D’ailleurs, on peut se demander si le grand ménage d’avril 2000, au cours duquel les Flames ont congédié Sutter et Al Coates, le directeur général de l’équipe, n’a pas mené à la fin du séjour de St-Louis, dont le contrat était arrivé à échéance, à Calgary.

Un respect mutuel  

La nouvelle administration n’avait certainement pas prévu l’éclosion que St-Louis allait connaitre. Quatre ans plus tard, au terme d’une saison au cours de laquelle il a remporté le trophée Hart ainsi que le championnat des marqueurs, St-Louis allait occuper un rôle important dans la finale, remportée en sept matchs, par le Lightning.

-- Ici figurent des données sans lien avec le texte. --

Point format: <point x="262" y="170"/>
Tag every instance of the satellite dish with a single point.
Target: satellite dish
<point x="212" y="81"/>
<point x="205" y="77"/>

Mercredi, Sutter a partagé le respect qu’il vouait à St-Louis en rappelant sa contribution lors de la finale et le désignant comme étant l’un des responsables du regain de vie du Canadien. Jeudi, St-Louis s’est assuré de lui retourner l’ascenseur.

« J’ai beaucoup de respect pour ce qu’il a fait dans le hockey, ce qu’il a gagné. Ses équipes sont toujours difficiles à affronter. Il a toujours eu ce regard intense, même s’il restait en contrôle de ses émotions. C’était la même chose lorsque je l’ai recroisé en finale en 2014. »

Une recette qui semble efficace puisque, comme Sutter le rappelait mercredi, il a dirigé des équipes de la LNH au cours des quatre dernières décennies.

Par ailleurs, l'attaquant Tyler Pitlick est arrivé à Montréal mardi et il s'entraîne au complexe sportif Bell depuis son arrivée.